“The things two people do to each other they remember. If they stay together, it’s not because they forget; it’s because they forgive.” Demi Moore
It takes a strong person to say sorry, and an ever stronger person to forgive.” Unknown
“Apologizing does not always mean that you are wrong and the other person is right. It just means that you value your relationship more than your ego.” Unknown
“The weak can never forgive. Forgiveness is the attribute of the strong.” Gandhi
You can’t go back
How many times have we heard the phrase, “You can’t go back.” That is the saddest group of words to hear because many times we need and want to return to a person place or thing. It is like something that suddenly springs out at us like gotcha, and you’re finished. The sadness can be overwhelming. Most of us think back to the choices we made and the actions we committed. Contemplating a more innocent time in our lives will always bring longing.
As we grow, most of us learn from the mistakes we made. We can’t admonish ourselves too much because we can’t always recall every second of our reasoning at that time in our lives. I am not giving any of us excuses, but life is not about counting the wrongs as much as it is about acquiring knowledge. There are such tough lessons that perhaps we might have absorbed sooner, but we must be content that we made the finding at all.
Full speed ahead
Life sends us forward full speed ahead. We plan to accomplish so much. We strive to keep up with others if not surpass them. We are out to conquer the world, make our mark, and show others what we are capable of. We yearn for respect, love, attainment, and contentment. The funny thing is that most of this can be found at any age and within any area of society as well as any socioeconomic group. That is the discovery that sometimes takes years to ascertain.

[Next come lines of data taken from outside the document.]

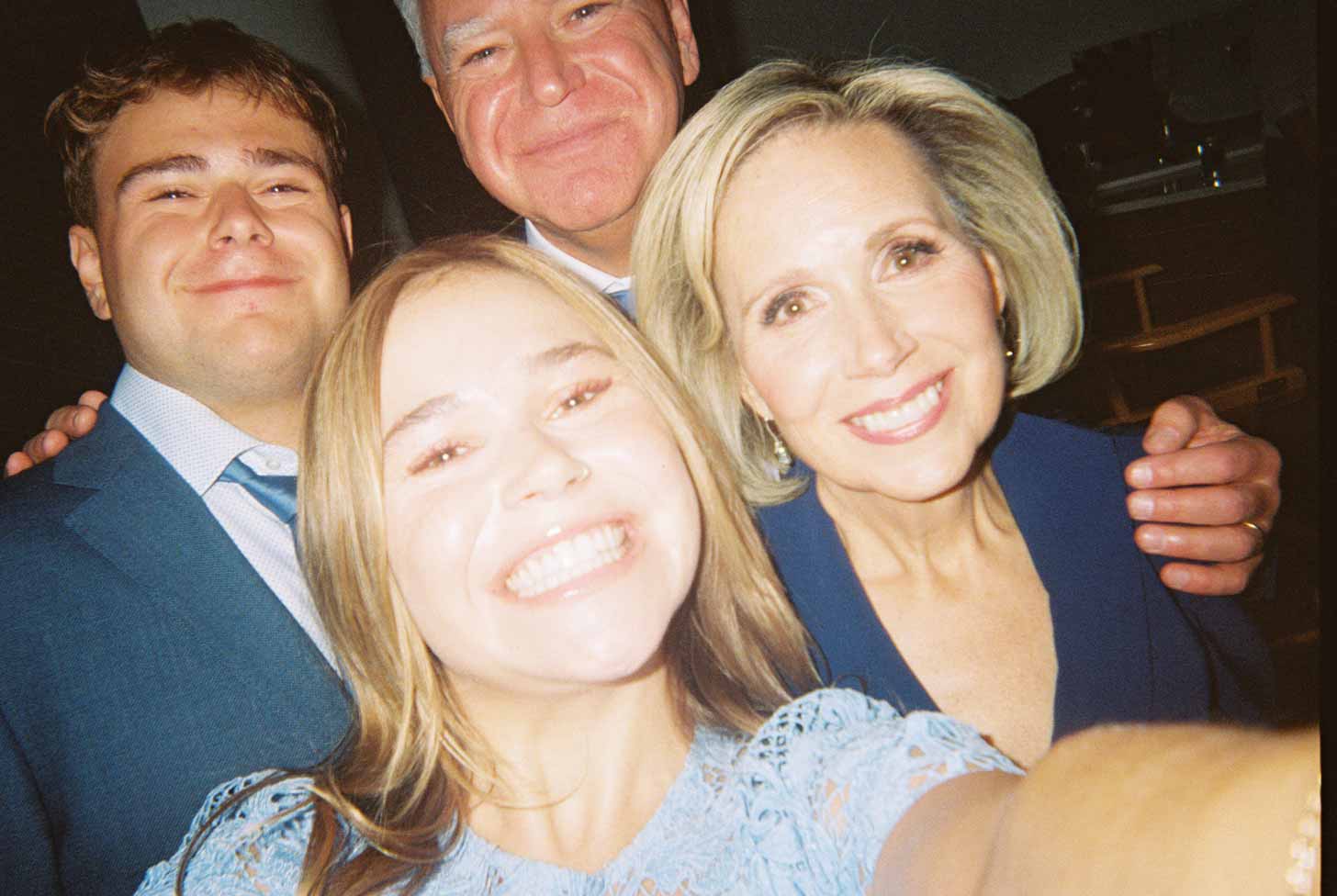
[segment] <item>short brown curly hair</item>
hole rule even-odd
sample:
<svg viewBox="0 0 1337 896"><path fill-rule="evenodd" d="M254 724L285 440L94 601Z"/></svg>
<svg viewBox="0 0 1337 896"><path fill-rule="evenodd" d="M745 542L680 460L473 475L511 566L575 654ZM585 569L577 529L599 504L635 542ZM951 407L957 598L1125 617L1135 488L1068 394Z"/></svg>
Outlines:
<svg viewBox="0 0 1337 896"><path fill-rule="evenodd" d="M195 96L213 87L267 100L316 131L322 166L336 201L342 197L344 124L334 100L274 44L230 21L201 19L170 24L120 53L111 64L84 63L80 79L47 108L47 138L64 163L66 198L75 222L92 227L98 195L92 170L107 128L126 106L155 91Z"/></svg>

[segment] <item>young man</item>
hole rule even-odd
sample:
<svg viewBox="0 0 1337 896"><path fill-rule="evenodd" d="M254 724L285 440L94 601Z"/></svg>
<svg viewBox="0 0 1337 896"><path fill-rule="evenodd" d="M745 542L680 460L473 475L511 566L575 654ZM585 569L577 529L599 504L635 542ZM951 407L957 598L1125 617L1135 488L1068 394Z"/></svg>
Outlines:
<svg viewBox="0 0 1337 896"><path fill-rule="evenodd" d="M48 127L127 364L91 435L0 484L0 891L126 893L211 786L346 725L285 504L349 297L344 148L218 21L87 71Z"/></svg>

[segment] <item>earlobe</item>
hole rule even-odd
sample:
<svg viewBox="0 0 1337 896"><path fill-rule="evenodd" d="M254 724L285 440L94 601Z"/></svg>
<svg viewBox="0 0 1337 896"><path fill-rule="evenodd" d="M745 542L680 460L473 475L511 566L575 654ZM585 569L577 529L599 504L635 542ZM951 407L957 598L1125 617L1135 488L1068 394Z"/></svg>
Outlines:
<svg viewBox="0 0 1337 896"><path fill-rule="evenodd" d="M348 206L338 207L338 223L344 230L344 245L348 246L348 257L353 257L353 213Z"/></svg>
<svg viewBox="0 0 1337 896"><path fill-rule="evenodd" d="M766 400L761 397L759 392L757 392L757 386L751 384L751 380L746 376L741 376L739 380L741 384L738 386L738 393L742 397L743 404L762 420L774 420L775 415L770 412L770 405L766 404Z"/></svg>
<svg viewBox="0 0 1337 896"><path fill-rule="evenodd" d="M111 320L111 304L107 301L107 288L102 275L102 251L98 237L83 225L70 229L70 263L79 274L79 284L88 297L88 308L99 320Z"/></svg>

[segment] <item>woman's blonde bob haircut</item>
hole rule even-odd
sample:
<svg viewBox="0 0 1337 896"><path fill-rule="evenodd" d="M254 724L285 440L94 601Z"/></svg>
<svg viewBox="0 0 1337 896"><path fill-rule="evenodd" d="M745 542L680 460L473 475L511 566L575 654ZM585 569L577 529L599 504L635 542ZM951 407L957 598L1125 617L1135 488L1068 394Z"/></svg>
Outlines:
<svg viewBox="0 0 1337 896"><path fill-rule="evenodd" d="M816 683L806 635L718 440L640 334L606 297L517 242L431 242L368 284L308 389L302 556L356 713L340 749L313 774L316 822L303 893L374 892L389 881L412 892L456 841L467 800L507 793L492 752L461 711L449 670L422 641L396 587L381 476L381 353L394 308L455 284L461 286L455 301L471 301L460 274L489 270L528 277L575 312L663 415L686 461L701 503L702 559L664 639L681 721L751 732L792 691ZM374 848L345 861L338 817Z"/></svg>
<svg viewBox="0 0 1337 896"><path fill-rule="evenodd" d="M646 189L632 246L640 326L670 369L693 384L754 504L785 500L802 485L775 480L773 437L741 397L713 285L719 207L734 174L775 134L864 123L885 124L919 150L960 230L997 261L1016 353L1009 395L1062 376L1082 344L1076 241L1025 124L925 66L758 66L721 90L668 147Z"/></svg>

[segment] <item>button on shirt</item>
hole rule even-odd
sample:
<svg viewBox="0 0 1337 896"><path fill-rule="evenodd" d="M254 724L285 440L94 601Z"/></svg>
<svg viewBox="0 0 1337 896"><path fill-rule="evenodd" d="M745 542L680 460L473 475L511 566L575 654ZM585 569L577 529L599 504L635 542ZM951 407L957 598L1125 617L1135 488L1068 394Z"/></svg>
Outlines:
<svg viewBox="0 0 1337 896"><path fill-rule="evenodd" d="M337 670L329 637L297 560L291 530L238 483L218 481L234 457L265 476L295 476L297 452L246 435L199 401L128 364L116 380L111 407L205 500L259 578Z"/></svg>

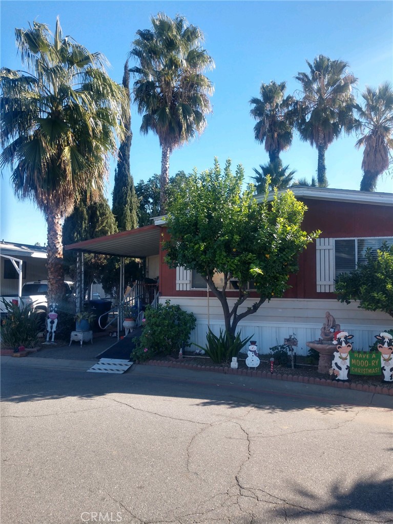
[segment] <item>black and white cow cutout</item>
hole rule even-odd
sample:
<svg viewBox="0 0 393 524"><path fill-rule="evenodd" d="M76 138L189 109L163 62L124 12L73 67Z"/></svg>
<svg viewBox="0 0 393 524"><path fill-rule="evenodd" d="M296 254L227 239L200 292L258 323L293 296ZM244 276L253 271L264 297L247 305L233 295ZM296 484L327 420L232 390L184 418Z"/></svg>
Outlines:
<svg viewBox="0 0 393 524"><path fill-rule="evenodd" d="M393 382L393 336L389 333L376 335L375 338L381 343L378 345L381 354L381 370L384 375L383 382Z"/></svg>
<svg viewBox="0 0 393 524"><path fill-rule="evenodd" d="M54 344L54 333L57 327L57 307L59 304L56 303L49 304L49 312L48 314L47 319L47 344ZM50 340L51 338L51 341Z"/></svg>
<svg viewBox="0 0 393 524"><path fill-rule="evenodd" d="M347 380L350 370L350 351L352 344L350 342L353 335L348 335L346 331L334 333L333 343L336 344L337 351L333 353L334 358L332 362L332 373L335 375L336 380Z"/></svg>

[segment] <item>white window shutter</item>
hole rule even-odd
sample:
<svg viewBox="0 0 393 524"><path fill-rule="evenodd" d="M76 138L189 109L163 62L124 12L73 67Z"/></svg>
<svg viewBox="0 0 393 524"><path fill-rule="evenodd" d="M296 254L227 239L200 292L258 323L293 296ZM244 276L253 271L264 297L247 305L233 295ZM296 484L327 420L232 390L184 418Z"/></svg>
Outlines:
<svg viewBox="0 0 393 524"><path fill-rule="evenodd" d="M317 238L316 291L334 291L334 239Z"/></svg>
<svg viewBox="0 0 393 524"><path fill-rule="evenodd" d="M176 291L188 291L191 289L191 272L182 266L176 268Z"/></svg>

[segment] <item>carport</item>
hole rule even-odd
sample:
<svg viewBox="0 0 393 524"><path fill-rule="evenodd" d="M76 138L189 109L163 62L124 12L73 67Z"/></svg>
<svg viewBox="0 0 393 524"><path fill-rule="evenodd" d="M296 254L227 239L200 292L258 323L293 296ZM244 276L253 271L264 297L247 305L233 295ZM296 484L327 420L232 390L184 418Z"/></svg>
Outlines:
<svg viewBox="0 0 393 524"><path fill-rule="evenodd" d="M77 312L82 311L83 305L83 253L96 253L120 257L119 289L125 289L124 259L144 258L159 255L161 228L152 224L129 231L122 231L114 235L99 237L68 244L64 249L77 253L77 279L76 283Z"/></svg>

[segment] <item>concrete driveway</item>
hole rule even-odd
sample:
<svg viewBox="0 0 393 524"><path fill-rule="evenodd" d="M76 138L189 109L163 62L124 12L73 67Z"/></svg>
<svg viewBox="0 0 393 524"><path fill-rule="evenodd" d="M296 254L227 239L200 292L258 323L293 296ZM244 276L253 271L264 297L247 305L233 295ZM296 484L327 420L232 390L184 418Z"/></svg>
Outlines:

Regret is useless and pointless. If some of our picks were poor, we need to come to terms with it and continue onward. We can’t change the past. Perhaps some situations may have turned out the same even if we had moved in another direction. We can’t know the truth. It is questionable if we should have married another person, who is to say things would be better. If we changed our minds on a job choice, maybe it still would not be any more glorious or satisfying.
We can switch it around
Believing everything in the past was a mistake is a mistake. Most likely, it was an experience that brought enlightenment to our lives. If we treated our spouse shabbily, I have faith in the notion that we can switch it around. Unless we have given up on our marriage, it is time to fess up to our misgivings and ask for forgiveness. Of course, those of us in the position to forgive have two choices. We can continue the animosity or offer the absolution. If we can just look at life in terms of gaining knowledge, and accept the fact that most of us are slow learners, then we may be more than ready to exhibit mercy. Can any of us admit we have never needed exoneration from anyone?
You would be my hero if that were the case. We just don’t always think enough or think far enough ahead to appreciate the gravity of our errors. We plunge forward with half a story, and a tenth of an idea, along with a fifth of truth and then create our reality from that point of view. No wonder we find ourselves making errors. Some mistakes are not so easy to mend. I bet on any given day, each of us has said or done something stupid or hurtful. We are late for work, so we insult and blame the spouse when we can’t find something. Of course, it is their fault. Later, when we discover it was us who put the laundry away, we simply forget the incident and don’t bring it up.
Begin again without strings
If we can perceive our faults, perhaps the faults of others won’t look so bad. I know there are degrees of wrongdoing, but there are also degrees of wisdom before one makes the errors. Our deductions are dissimilar and incorporate feelings, attitudes and burdens at that present time. Forgiveness has to be one quality we acquire at the youngest age possible. Life would be so much easier to deal with if we were free to begin again without strings attached. Perhaps that is why we give up on our marriages. We believe we can’t go back to that clean slate and innocent thinking. If we showered each other in mercy, by tolerating mistakes, the likelihood of guilty baggage would be eliminated.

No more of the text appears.